Piu-uina

Born: 1793, United States
Died: 5 December 1848
Country most active: United States
Also known as: Josefa Olivera

The following is republished from the National Park Service and was written by Emma Chapman. This piece falls under under public domain, as copyright does not apply to “any work of the U.S. Government” where “a work prepared by an officer or employee of the U.S. Government as part of that person’s official duties” (See, 17 U.S.C. §§ 101, 105).

Piu-uina came from the Chalon people, whose homeland encompasses what is now Pinnacles National Park. She lived most of her life within the Spanish mission system in California, but she also managed to pass down her Chalon identity to her descendants. Piu-uina exemplifies the ways Indigenous women navigated the mission system as they lived their lives.

Piu-uina was born in early 1793 in the Mission Nuestra Señora de la Soledad (or Soledad Mission) where she was given the Spanish name Josefa by the people who baptized her.
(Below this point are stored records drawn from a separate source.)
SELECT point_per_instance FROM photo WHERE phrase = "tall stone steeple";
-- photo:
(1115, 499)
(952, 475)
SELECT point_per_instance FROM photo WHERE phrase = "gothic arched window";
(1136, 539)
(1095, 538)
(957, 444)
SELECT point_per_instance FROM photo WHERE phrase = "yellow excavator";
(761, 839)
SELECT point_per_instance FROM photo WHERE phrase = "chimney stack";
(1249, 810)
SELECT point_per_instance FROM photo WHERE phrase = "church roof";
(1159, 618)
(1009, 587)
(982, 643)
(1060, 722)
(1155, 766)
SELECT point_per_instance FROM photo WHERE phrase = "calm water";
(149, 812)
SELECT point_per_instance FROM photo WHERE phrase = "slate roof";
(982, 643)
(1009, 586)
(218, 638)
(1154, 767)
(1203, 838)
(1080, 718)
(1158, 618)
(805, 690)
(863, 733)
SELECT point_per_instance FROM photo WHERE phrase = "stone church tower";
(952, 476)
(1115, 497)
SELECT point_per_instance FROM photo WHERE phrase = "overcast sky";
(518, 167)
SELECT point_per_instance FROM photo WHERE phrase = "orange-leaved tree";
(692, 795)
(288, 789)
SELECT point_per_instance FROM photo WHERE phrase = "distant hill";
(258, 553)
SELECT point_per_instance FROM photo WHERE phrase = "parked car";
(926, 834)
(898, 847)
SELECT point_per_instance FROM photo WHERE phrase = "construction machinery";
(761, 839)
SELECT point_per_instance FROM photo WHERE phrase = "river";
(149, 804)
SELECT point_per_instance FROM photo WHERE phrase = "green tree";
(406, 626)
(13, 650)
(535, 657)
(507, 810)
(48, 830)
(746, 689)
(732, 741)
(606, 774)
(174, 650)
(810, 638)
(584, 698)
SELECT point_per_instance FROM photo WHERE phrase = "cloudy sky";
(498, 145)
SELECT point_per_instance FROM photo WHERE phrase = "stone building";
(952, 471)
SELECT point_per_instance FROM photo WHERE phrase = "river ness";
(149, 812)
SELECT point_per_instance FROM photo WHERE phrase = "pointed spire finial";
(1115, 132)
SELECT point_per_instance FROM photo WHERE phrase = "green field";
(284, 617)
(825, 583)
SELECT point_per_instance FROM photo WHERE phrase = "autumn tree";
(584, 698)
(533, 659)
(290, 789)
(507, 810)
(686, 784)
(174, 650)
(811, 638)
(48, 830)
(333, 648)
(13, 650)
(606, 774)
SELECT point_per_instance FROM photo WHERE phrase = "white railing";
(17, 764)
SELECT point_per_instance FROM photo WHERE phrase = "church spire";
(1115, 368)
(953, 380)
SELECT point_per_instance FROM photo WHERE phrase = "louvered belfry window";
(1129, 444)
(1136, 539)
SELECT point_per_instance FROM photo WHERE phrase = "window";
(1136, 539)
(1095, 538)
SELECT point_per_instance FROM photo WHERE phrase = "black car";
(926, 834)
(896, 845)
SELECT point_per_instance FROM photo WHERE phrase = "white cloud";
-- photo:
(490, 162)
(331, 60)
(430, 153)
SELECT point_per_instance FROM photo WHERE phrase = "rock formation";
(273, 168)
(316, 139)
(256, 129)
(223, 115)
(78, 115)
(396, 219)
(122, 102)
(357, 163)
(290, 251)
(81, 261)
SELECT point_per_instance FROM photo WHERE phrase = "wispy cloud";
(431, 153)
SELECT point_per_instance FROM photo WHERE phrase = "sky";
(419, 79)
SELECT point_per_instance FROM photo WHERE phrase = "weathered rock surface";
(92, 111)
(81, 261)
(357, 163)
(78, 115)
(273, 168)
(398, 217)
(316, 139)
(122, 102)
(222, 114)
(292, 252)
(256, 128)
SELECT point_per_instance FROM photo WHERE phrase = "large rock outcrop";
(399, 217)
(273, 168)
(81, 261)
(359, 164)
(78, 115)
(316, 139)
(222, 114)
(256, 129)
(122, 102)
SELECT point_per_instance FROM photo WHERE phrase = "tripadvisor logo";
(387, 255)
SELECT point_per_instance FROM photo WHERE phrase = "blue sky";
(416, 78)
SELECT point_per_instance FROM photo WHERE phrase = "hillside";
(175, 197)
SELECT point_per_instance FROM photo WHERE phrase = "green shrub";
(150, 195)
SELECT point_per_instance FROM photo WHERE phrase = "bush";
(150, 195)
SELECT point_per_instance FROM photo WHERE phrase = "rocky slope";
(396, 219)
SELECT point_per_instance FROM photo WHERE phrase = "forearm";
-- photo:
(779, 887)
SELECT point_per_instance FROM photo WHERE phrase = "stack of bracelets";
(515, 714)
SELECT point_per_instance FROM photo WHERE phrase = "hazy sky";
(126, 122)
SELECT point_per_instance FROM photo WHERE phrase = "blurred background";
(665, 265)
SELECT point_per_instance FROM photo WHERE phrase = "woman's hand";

Her parents, an Esselen woman named Leuváchajan or Guaásjats and a Chalon man named Piguina, were some of the first people to be baptized and married in the mission, probably due to the close proximity of her mother’s village to the newly created Soledad Mission. Whether Piu-uina’s family lived in or near the mission, their lives were deeply influenced by the religious rituals, labor requirements, and social regulation of the mission’s padres. However, Piu-uina probably grew up speaking her mother’s and father’s languages and learning the lifeways of her peoples. When Piu-uina was about eleven or twelve, she would have been sent to live in the sometimes-overcrowded women’s dormitories on the mission premises, where young single women and widows were locked in every night for their supposed protection.

When she was thirteen, Piu-uina married a twenty-one-year-old Chalon widower named Baldomero. Marrying at a young age was not necessarily the norm among the Chalon or Esselen, but it was fairly common for Indigenous women in Spanish missions, possibly because of pressure from the mission padres or possibly because of high mortality rates among marriageable women from rampant disease. Baldomero worked as a translator for the mission leaders and served as a godparent in over two hundred baptisms. Piu-uina also served as a godparent in over sixty baptisms during her marriage to Baldomero, suggesting her status in her community and in the eyes of the padres.

Between 1810 and 1811, Piu-uina’s husband died (probably due to disease), leaving her a widow at eighteen. She remarried a Spanish soldier, Martin Olivera, in October 1811. While priests and military leaders encouraged intermarriage between Spanish soldiers and Indigenous women early on in the establishment of the mission system, by the time of Piu-uina’s marriage to Olivera, intermarriage was much rarer. However, the connection gave her an elevated status in the eyes of the Spanish, and possibly more access to Spanish goods, money, and social networks. She had nine children over the next twenty years, mostly at the Soledad Mission, but also at the San Carlos Borromeo Mission in Carmel and the San Miguel Arcángel Mission in San Miguel, suggesting a mobility that came from being a soldier’s wife.

As her husband rose in the military, Piu-uina began to gain a reputation as a midwife, probably assisting women with births both on and off the mission. Sometime in the 1830s, her family moved away from the Soledad Mission as the Franciscan mission system began to crumble and the Mexican government sold missions to private owners. In 1848, Piu-uina took her youngest child, fifteen-year-old Maria de los Reyes, and a grandson to one of these secularized missions (San Miguel) where she served as midwife for the pregnant Spanish-American wife of trading post operator William Reed. On December 5, a gang of mostly Anglo-American men, suspecting that Reed possessed a large amount of gold, attacked and killed everyone present at the post, including Piu-uina and her daughter and grandson. Eventually a local posse apprehended and executed the murderers.

The notoriety of her brutal murder has ensured that Piu-uina’s Spanish name, Josefa Olivera, has survived in records. But her story of cultural and physical mobility, her connections to multiple Indigenous cultures, her skill as a midwife, and her life both as a child and adult in the missions paint a greater picture of who she really was. While many of the priests recording her children’s baptisms considered them Spanish, Piu-uina impressed upon her descendants a strong sense of their Indigenous cultural identity. Today many of the Chalon people in Bakersfield trace their ancestry back to her, preserving the memory of her story and suggesting a cultural persistence extending across centuries in the park region.